Mais de uma década depois, em 2012, uma edição revisada da segunda edição, foi lançada pela FASA. Novamente com dois livros básicos e atualização de imagens e design a série permanece quase a mesma. Foram lançados Blue Planet Player’s Guide (Revised) (2012) e Blue Planet Moderator’s Guide (Revised) (2013), seguido dos suplementos Ancient Echoes (Revised) (2013), Bloodspot (2015), Dolphins, Guns and Money (2015) e Expanded Skills use for Blue Planet (2016).

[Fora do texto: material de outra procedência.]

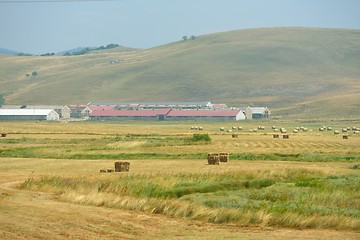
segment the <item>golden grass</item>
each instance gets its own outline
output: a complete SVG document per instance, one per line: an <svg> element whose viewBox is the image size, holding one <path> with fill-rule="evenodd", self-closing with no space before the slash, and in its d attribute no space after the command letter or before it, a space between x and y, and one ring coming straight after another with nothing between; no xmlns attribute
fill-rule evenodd
<svg viewBox="0 0 360 240"><path fill-rule="evenodd" d="M240 125L239 123L236 123ZM239 134L238 139L232 139L231 133L222 133L219 131L220 127L231 128L234 123L196 123L204 127L203 131L194 131L190 127L194 123L159 123L159 122L117 122L117 123L30 123L30 122L3 122L0 130L3 132L10 133L7 138L0 139L0 151L15 149L17 147L40 147L37 151L39 153L46 154L61 154L63 151L71 151L76 153L84 153L90 151L93 153L191 153L197 154L201 152L229 152L229 153L241 153L243 151L263 154L263 153L317 153L317 154L338 154L338 155L352 155L358 156L358 146L360 138L357 135L351 135L349 141L343 140L340 137L333 136L332 132L318 132L317 128L319 125L330 125L330 123L308 123L299 124L296 122L283 123L283 122L243 122L241 125L244 129L253 129L257 125L264 125L266 127L265 132L250 133L247 130L237 132ZM272 132L270 130L271 125L283 125L287 129L291 129L295 126L308 127L312 129L308 133L291 134L290 139L272 139ZM357 125L354 123L333 123L333 128L340 129L347 125ZM193 133L208 133L211 136L211 143L201 143L196 145L187 145L181 142L183 138L191 138ZM169 140L171 139L171 141ZM151 140L151 141L150 141ZM149 142L150 141L150 142ZM155 141L155 142L152 142ZM161 144L156 144L159 141ZM99 146L100 144L100 146ZM53 148L56 146L56 148ZM92 150L91 150L92 149ZM280 231L278 226L289 227L292 229L343 229L346 230L345 235L349 234L349 238L354 237L356 239L355 229L358 229L358 220L349 216L337 216L336 214L329 215L302 215L296 212L286 212L281 215L259 209L257 211L245 211L239 213L235 209L224 209L224 208L210 208L200 204L201 201L206 202L207 200L217 201L218 199L226 198L219 196L217 193L207 193L205 195L186 195L184 199L176 198L146 198L136 197L124 192L123 194L109 192L109 191L98 191L98 183L113 182L113 184L121 184L120 179L122 177L135 177L140 180L143 178L142 184L145 184L149 179L156 179L156 183L159 186L165 188L171 188L176 184L187 184L187 181L195 178L199 181L208 177L219 177L221 174L231 175L240 174L244 178L249 179L274 179L275 181L283 182L286 179L296 179L299 174L305 174L310 178L327 180L327 177L338 177L342 175L358 174L356 169L350 169L349 167L356 162L347 161L330 161L330 162L300 162L300 161L286 161L284 158L282 161L267 161L267 160L246 160L243 161L233 160L230 157L230 162L227 164L221 164L219 166L210 166L207 164L206 157L204 159L191 159L191 158L180 158L180 159L128 159L130 162L130 172L121 173L99 173L99 169L107 169L114 167L114 160L108 159L56 159L56 158L20 158L20 157L2 157L0 158L0 185L5 186L9 182L14 181L25 181L27 179L39 180L42 178L60 177L65 178L69 181L84 181L89 183L89 187L80 187L76 189L59 189L56 185L43 185L36 186L29 189L35 190L34 194L38 191L56 193L53 195L58 200L65 201L63 203L56 203L56 211L62 210L62 206L68 206L66 202L72 202L80 204L79 208L84 211L93 211L92 206L101 207L101 212L113 211L118 213L119 211L131 210L129 214L137 213L138 215L145 214L149 218L162 217L163 215L174 217L173 221L176 221L175 228L177 231L181 228L181 224L178 221L183 218L193 219L193 221L200 221L200 224L217 223L216 227L207 230L209 234L220 234L219 236L239 236L238 230L236 234L233 232L228 235L223 235L224 232L231 229L232 224L242 227L274 227L276 231ZM234 175L235 176L235 175ZM299 175L300 176L300 175ZM181 180L183 178L183 180ZM306 179L307 179L306 178ZM305 183L307 180L304 180ZM336 179L335 179L336 180ZM334 180L334 181L335 181ZM192 180L191 180L192 181ZM310 180L309 180L310 181ZM337 180L336 180L337 181ZM340 180L339 180L340 181ZM5 184L5 185L4 185ZM146 185L146 184L145 184ZM0 188L3 188L1 187ZM273 197L273 194L282 191L287 191L287 185L284 187L281 185L276 187L263 188L265 197ZM4 189L4 188L3 188ZM273 190L271 190L273 189ZM291 189L291 188L290 188ZM5 190L2 190L5 191ZM13 191L13 190L12 190ZM125 191L125 188L124 188ZM6 190L5 192L8 192ZM26 191L19 191L19 194L25 194ZM27 194L27 193L26 193ZM25 195L26 195L25 194ZM229 192L230 197L236 197L235 192ZM254 197L259 197L258 192L254 191ZM356 206L358 203L352 200L352 195L344 195L341 191L333 191L333 199L329 200L326 192L316 193L314 195L308 195L308 200L323 204L326 201L328 206L333 207L349 207L351 205ZM26 195L28 196L28 195ZM51 195L49 195L51 196ZM260 195L262 196L262 195ZM275 196L275 195L274 195ZM286 197L287 195L284 195ZM194 198L193 198L194 197ZM193 198L193 200L191 200ZM191 200L191 201L189 201ZM50 201L50 200L47 200ZM9 209L10 206L19 206L26 202L25 198L18 198L17 202L11 202L11 199L7 195L3 195L0 198L0 202L6 202L6 206ZM347 206L341 206L341 204ZM54 204L55 205L55 204ZM85 206L88 205L88 206ZM77 206L77 205L75 205ZM110 208L112 210L107 210ZM133 212L135 211L135 212ZM45 209L41 210L41 214L46 214ZM21 211L16 211L15 216L21 218ZM87 222L86 218L90 213L82 213L81 221ZM149 215L148 215L149 214ZM8 216L5 214L4 216ZM15 222L15 216L12 217L12 221ZM89 216L90 217L90 216ZM60 219L60 214L56 213L54 218ZM93 218L93 216L91 217ZM104 219L113 221L111 217L104 216ZM136 219L136 218L135 218ZM134 220L134 219L133 219ZM37 220L39 221L39 220ZM188 221L188 220L186 220ZM4 218L0 217L0 222L4 222ZM132 222L132 229L137 229L136 224L139 220ZM16 224L15 224L16 225ZM4 225L5 226L5 225ZM11 233L10 226L0 227L1 231L7 229L6 232ZM212 226L212 225L211 225ZM24 226L27 229L26 226ZM50 226L52 228L58 228L54 223ZM84 226L78 226L79 229L84 230ZM171 231L169 225L163 226L167 233ZM168 228L169 227L169 228ZM204 228L201 228L203 230ZM81 231L83 231L81 230ZM350 232L349 232L350 230ZM82 234L80 231L80 234ZM99 231L99 230L96 230ZM135 230L124 230L124 233L130 234ZM195 231L195 238L204 237L210 235L202 235L200 231ZM290 232L295 230L289 230ZM314 230L307 230L309 232ZM331 230L327 230L331 232ZM251 236L254 235L253 231L249 233ZM262 230L261 230L262 232ZM309 233L305 232L305 234ZM265 234L264 232L262 232ZM323 233L323 232L322 232ZM335 232L336 235L338 232ZM32 233L31 235L33 235ZM44 232L42 232L44 234ZM42 235L40 234L40 235ZM67 231L67 234L70 234ZM102 233L104 234L104 233ZM157 233L155 236L159 236ZM271 233L273 234L273 233ZM289 236L297 237L296 234L289 233ZM302 233L304 234L304 232ZM355 234L355 235L352 235ZM71 234L70 234L71 235ZM140 234L141 235L141 234ZM215 236L214 235L214 236ZM6 235L5 235L6 236ZM9 235L10 236L10 235ZM82 235L84 236L84 235ZM106 235L103 235L106 238ZM143 236L143 235L141 235ZM166 235L170 236L170 235ZM266 236L260 235L260 236ZM280 235L276 235L280 238ZM305 236L305 235L299 235ZM41 238L38 236L38 238ZM136 237L135 237L136 238ZM6 238L5 238L6 239ZM246 239L246 238L245 238Z"/></svg>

Recentemente, em 7 de agosto de 2019, foi anunciado no site da Biohazard uma parceria com a Gallant Knight Games para o retorno da franquia com Blue Planet: Recontact, onde foi disponibilizado um Quickstart (link) anunciando novas regras e muitas novidades. Segundo o próprio site “Recontact apresenta uma evolução moderna da mecânica da segunda edição com construção de um mundo tecnológico, científico e sociológico totalmente atualizado. Recontact é o termo do jogo para o fatídico dia de 2165, quando o almirante da UNSS Robert Perry entrou em órbita em torno de Poseidon, reconectando os colonos com a Terra 69 anos depois de serem abandonados. Desde que mais de duas décadas se passaram desde a publicação da primeira edição, RECONTACT parecia uma legenda apropriada para a nova versão do jogo.”



Finalizando
Blue Planet é um RPG que merece ser experimentado nem que seja uma vez. Ele possui uma temática muito atual e necessária e que não esconde qual a visão dos ‘vilões’ da história, conectando naturalmente com o momento atual. Com um sistema fora do eixo normal e com uma mecânica ‘mortal’ ele poderá causar uma nova experiência em jogadores acostumados com franquias mais difundidas. Além disso, seu cenário é um capítulo à parte e que, me mãos habilidosas poderão gerar grandes aventuras com temáticas que girarão entre combates ecológicos, investigações contra mega-corporações e descobertas de mistérios nativos. De tudo um pouco.